Post Great Recession: Our Mothers, Ourselves
Are We Fated To Become Our Mothers?
There was nothing my mother loved more than scanning the economic horizons and finding possible signs that The Great Depression was going to again happen. Family members, neighbors, and even the parish priest had down cold every one of my mother’s floor ladies in the factory and how the owner played had cute with her.
That went on and on until she died in the mid 1980s, with a pile of money socked away for us three daughters. Of course, the three of us ran out and bought houses and cars we couldn’t afford. Rebellion against all the tales we had heard about how degrading working was in a factory during The Great Depression had been was bound to happen. Giving money importance, we were convinced, would make us our mother, ourselves. It wasn’t until my communications boutique crashed and my 401K was drained in 2003 that I began to notice that money is difficult to earn and even more difficult to accumulate.
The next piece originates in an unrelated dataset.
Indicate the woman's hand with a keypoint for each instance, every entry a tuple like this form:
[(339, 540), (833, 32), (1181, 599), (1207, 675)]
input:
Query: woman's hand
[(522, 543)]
Now, after the unexpected severity of this recent downturn, I wonder if I have become my mother. For example, I have already become An Ancient Mariner type who tells whoever I can corner long-winded detailed tales of all the cons I had run into during the recession. There was the chap from England who told me that he was booked on “Oprah” and Richard Branson was writing the Preface of his book.
It wasn’t until I looked over a few chapters of his manuscript, without the meter running, that I knew this was another desperate loser. More recently, a woman who Google reports had been in a mess with Congress regarding a food supplement, picked my brain about her new business for too long before I got it. Among other lures she mentioned a board seat for me and stock options. Before the downturn, this sort of thing just didn’t happen.
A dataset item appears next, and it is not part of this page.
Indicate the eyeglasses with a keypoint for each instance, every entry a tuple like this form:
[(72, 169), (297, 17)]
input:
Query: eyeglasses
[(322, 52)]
Of course, forewarned is forearmed. I know my mother’s peculiar money-saving tactics. It was down the hatch for all those little bottles of cream at a coffee counter. At the Salvation Army she would take out her dentures to try to get enough more off an item. She dumpster dived before that was cool. It wouldn’t dawn on me to do any of that.
What I fear I will do is hold those grievances, as with the experiences of the two cons, so close to my heart. That could make me a less effective salesperson for my communications boutique. That’s because in order to get the order you have to give enough and just enough information and insight about the prospect’s problem. Will I ever trust my business instincts to play a sales call appropriately and not be in emotional lockdown protecting information?
The odds are, that unlike my mother, I will get on the other side of the downturn’s woes. I recognize the power of optimism. Her generation wasn’t schooled in how a sunny mindset and calm can set in motion a law of attraction. Already I’m closing on more sales calls because the last several months did leave me with a financial reserve. In addition, next month I begin collecting Social Security. I have a hunch that not only I but many of All The Single Girlfriends will be doing a Ronald Reagan and making it morning in America.
Jane, I so relate to what you have said here. It’s so easy to fall into the trap of wanting the work so much, you give the store away before you’ve collected the rent fee. It’s the challenge of any small, self-employed person, how much to give away, when to say we need a contract. I’ve been burned enough to have decided that, if you want my expertise and help, well then I’m worth paying a reasonable consultation fee. On thing we girlfriends tend to do is under value our own expertise and knowledge.